Atomic Size: The magnitude of van der Waals forces is influenced by the size or atomic radius of the atoms or molecules involved. Larger atoms or molecules have more electrons and a greater electron cloud, resulting in a higher polarizability. Polarizability refers to the ease with which the electron distribution can be distorted by an external electric field or the electron distribution of another atom or molecule. As a result, larger atoms or molecules can induce greater temporary dipoles in neighboring atoms or molecules, leading to stronger van der Waals forces.
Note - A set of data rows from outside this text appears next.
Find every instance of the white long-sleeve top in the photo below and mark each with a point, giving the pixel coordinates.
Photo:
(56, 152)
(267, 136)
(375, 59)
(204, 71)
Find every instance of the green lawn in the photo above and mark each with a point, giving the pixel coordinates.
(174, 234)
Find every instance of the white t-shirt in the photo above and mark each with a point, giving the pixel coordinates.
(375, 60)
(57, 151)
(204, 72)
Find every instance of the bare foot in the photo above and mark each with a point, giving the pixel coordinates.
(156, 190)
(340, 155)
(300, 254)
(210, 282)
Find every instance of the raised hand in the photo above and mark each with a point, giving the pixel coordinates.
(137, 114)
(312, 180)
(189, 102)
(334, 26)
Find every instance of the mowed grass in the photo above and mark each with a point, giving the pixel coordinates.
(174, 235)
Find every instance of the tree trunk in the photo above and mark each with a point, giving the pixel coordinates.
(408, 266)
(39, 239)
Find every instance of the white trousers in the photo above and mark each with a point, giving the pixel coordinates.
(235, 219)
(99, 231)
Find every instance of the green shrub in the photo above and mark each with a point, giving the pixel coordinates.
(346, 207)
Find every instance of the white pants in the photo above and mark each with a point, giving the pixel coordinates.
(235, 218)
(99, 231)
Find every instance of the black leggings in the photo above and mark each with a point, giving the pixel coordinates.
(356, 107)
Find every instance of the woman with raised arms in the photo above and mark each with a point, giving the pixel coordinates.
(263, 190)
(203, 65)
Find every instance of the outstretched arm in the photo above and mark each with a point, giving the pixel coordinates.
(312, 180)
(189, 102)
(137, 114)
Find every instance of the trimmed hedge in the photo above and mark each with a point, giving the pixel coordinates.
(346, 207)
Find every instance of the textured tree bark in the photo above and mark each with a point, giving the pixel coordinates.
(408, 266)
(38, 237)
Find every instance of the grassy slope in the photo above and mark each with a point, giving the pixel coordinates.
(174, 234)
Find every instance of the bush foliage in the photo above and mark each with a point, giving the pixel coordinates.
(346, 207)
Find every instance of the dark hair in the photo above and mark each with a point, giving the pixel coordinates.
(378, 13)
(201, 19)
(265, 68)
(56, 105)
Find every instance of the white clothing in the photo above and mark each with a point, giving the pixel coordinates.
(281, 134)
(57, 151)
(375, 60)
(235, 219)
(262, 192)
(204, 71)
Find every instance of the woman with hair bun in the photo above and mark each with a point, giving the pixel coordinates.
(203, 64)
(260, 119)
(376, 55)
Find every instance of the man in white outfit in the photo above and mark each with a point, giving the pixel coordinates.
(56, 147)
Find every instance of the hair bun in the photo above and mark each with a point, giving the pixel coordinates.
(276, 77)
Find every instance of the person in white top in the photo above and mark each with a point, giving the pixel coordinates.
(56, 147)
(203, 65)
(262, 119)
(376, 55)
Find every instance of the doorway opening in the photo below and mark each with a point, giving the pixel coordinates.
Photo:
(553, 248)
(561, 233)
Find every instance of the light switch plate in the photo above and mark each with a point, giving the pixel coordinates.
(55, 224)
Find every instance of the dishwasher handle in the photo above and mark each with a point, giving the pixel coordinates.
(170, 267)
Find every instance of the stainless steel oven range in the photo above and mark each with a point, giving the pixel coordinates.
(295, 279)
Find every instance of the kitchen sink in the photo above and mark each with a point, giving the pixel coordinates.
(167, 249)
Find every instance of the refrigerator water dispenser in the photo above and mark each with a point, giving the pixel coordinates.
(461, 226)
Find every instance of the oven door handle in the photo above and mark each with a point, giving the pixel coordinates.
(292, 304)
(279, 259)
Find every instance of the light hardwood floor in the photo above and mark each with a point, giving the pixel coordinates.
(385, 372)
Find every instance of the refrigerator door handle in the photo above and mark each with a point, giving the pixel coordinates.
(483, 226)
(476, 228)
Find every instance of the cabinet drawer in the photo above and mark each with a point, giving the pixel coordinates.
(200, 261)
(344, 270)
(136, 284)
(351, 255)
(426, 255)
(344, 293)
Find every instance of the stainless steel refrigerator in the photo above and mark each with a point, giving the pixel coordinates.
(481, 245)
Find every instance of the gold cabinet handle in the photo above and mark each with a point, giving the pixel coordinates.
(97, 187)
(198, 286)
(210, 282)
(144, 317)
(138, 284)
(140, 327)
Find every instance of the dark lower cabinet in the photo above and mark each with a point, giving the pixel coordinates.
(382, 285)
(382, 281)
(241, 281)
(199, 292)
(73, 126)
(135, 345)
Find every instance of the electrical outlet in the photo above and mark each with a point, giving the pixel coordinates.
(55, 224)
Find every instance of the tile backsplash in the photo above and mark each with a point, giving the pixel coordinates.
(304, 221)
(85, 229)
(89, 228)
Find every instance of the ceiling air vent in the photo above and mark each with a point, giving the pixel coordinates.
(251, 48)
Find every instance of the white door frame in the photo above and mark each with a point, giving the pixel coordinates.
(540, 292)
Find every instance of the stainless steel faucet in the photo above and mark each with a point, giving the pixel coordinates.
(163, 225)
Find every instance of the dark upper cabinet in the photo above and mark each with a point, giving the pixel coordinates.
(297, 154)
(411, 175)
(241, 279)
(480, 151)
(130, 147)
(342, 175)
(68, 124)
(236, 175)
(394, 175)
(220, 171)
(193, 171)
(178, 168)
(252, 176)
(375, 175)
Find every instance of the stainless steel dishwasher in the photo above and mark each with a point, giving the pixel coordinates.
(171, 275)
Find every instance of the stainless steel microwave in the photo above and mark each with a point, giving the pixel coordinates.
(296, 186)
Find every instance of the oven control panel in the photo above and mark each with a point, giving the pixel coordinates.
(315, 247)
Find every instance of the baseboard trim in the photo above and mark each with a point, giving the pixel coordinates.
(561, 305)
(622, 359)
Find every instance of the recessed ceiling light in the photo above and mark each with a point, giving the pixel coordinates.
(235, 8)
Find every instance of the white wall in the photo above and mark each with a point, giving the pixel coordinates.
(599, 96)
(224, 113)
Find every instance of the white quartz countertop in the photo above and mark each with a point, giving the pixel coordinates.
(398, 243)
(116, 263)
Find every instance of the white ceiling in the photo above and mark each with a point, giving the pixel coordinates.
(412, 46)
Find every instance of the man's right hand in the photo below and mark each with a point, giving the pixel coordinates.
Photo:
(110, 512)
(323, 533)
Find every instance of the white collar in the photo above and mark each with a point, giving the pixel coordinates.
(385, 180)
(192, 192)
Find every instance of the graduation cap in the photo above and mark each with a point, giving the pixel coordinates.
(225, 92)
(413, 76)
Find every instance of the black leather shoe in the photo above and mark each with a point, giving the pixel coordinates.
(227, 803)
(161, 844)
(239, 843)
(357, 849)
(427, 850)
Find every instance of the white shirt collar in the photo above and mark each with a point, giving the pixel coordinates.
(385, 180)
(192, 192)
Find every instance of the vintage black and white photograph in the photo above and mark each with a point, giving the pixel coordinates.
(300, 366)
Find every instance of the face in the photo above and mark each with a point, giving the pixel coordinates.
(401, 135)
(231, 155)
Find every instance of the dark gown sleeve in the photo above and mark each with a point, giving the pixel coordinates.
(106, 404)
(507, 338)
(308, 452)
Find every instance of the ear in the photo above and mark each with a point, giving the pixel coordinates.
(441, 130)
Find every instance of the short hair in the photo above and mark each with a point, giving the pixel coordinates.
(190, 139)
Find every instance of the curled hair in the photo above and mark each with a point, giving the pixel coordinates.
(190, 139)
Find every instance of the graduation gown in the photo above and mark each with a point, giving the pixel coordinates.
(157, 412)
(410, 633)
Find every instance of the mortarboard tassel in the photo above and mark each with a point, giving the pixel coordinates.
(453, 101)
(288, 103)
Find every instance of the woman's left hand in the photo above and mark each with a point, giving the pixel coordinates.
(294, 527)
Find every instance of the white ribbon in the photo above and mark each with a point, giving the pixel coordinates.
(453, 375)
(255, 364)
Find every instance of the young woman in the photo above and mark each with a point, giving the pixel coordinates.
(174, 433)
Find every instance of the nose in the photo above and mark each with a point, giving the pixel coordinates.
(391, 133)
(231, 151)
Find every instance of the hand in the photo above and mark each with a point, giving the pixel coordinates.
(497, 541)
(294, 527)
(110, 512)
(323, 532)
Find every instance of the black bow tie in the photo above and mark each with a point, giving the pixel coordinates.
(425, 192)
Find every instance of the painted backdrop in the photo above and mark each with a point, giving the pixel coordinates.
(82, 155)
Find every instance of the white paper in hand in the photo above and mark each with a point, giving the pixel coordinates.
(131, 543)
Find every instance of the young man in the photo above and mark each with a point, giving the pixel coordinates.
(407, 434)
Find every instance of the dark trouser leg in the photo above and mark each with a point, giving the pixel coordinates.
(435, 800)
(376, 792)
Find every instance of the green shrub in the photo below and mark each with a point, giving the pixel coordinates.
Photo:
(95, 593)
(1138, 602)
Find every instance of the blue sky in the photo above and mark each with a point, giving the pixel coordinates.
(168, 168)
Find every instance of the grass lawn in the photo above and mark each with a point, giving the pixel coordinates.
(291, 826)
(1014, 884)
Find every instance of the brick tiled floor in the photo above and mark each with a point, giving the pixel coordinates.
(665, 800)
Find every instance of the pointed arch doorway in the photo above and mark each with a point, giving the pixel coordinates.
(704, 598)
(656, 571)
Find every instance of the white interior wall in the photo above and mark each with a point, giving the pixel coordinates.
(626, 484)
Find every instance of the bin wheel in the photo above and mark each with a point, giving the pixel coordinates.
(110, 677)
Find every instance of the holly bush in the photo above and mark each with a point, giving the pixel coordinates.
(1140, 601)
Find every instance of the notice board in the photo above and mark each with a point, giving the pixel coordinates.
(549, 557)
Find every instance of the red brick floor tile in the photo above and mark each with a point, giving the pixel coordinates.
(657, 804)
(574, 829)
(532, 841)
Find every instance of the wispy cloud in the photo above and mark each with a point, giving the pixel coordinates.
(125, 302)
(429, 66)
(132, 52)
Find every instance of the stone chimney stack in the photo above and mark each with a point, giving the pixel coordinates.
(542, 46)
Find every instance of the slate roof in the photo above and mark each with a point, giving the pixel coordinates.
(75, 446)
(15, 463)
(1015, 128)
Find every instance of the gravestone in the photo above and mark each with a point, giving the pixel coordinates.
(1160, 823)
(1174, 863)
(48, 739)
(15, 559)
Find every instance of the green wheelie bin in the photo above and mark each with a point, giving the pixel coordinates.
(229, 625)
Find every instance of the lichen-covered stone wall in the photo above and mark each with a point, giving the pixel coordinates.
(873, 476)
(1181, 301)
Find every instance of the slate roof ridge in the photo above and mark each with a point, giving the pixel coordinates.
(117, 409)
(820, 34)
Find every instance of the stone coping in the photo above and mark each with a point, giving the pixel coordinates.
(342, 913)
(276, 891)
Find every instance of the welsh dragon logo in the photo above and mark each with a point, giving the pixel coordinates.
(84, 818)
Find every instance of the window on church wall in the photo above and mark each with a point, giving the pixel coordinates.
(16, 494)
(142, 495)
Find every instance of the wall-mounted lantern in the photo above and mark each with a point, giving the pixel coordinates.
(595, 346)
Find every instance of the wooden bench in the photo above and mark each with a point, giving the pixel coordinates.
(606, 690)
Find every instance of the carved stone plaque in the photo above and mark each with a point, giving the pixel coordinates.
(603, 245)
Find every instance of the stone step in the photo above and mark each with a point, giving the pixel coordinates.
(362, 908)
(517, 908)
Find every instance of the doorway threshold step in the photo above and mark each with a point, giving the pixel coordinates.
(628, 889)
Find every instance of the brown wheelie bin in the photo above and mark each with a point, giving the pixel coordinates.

Electron Number: The number of electrons in an atom or molecule affects its ability to experience and induce temporary dipoles. The greater the number of electrons, the more likely it is for temporary fluctuations in electron distribution to occur. Consequently, atoms or molecules with more electrons tend to have stronger van der Waals forces. This is because the greater number of electrons increases the chances of forming temporary dipoles and enhances the overall attractive interactions between neighboring particles.
In summary, the interplay between atomic size (related to polarizability) and the number of electrons in atoms or molecules determines the strength of van der Waals forces. Larger atoms/molecules with more electrons generally exhibit stronger van der Waals forces due to their increased polarizability and greater likelihood of temporary dipole interactions.